My mother was half right. In her reading of 'Meetings with Remarkable Men', she desired greater explanation of the substance of the men's ideas and practices and so often Gurdjieff's narrative breaks off at that point, promising that in a subsequent account, he will give more detail. It is tantalising. You so wish for additional paragraphs of explanation.
But this, I think, was its point. It is less a book about 'ideas' than our search for them - for it is in the journey that each person fashions for them, uniquely, a right, balanced understanding. Truth is one but it is not univocal for depending on who and where and how we are, it will take different forms : each a skilful means breaking through to us, to our appropriation of being.
It is, thus, an artful book and one that does awaken a sense of search: where am I to be, genuinely 'be'?
Reading it in parallel with being in Berlin was fascinating (it was yet another place Gurdjieff had claimed to visit) for here is a city that carries its known history everywhere. The capital, for a brief twelve years, home of one of the darkest tyrannies known to man and then split between competing forces - one tainted but hopeful, the other a broken, 'cynicied' ideal - and now reunited and full of diverse life, seeking after both the bourgeois dream and yet something other, edgier, more enterprising, ill-defined.
Here is definitely a place one is confronted with what it might mean to be human - and what was it that enabled some to so courageously say no to death and offer, as witness, life and yet a witnessing that is so fragile, so easily forgotten?

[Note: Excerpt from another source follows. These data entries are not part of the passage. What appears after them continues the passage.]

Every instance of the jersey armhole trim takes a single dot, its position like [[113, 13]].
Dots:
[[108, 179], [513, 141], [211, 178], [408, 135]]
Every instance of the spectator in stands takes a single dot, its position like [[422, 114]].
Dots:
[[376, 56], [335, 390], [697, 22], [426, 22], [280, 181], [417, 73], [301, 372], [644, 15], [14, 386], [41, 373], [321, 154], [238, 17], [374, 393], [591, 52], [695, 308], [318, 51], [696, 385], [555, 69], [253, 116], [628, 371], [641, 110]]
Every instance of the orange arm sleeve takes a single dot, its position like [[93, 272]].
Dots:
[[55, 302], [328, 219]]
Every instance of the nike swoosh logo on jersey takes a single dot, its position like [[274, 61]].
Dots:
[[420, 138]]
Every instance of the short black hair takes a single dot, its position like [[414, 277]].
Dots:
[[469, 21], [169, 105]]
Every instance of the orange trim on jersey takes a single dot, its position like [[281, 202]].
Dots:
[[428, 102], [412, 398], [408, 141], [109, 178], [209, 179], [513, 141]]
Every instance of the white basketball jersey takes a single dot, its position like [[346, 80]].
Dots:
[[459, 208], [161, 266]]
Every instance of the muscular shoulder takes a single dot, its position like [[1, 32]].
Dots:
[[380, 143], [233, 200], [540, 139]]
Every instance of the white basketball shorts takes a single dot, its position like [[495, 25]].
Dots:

As Gurdjieff asked, what does it truly mean to love my neighbour as myself? Not mere tolerance (that Berlin appears to have) but a community of love - that is a more complex, individual task. As Jacob Needleman notes, commenting on Gurdjieff, we descend collectively but we ascend individually. No place can do this for us, though place can help, but the ascent, that is the search, is an individual good, minted internally.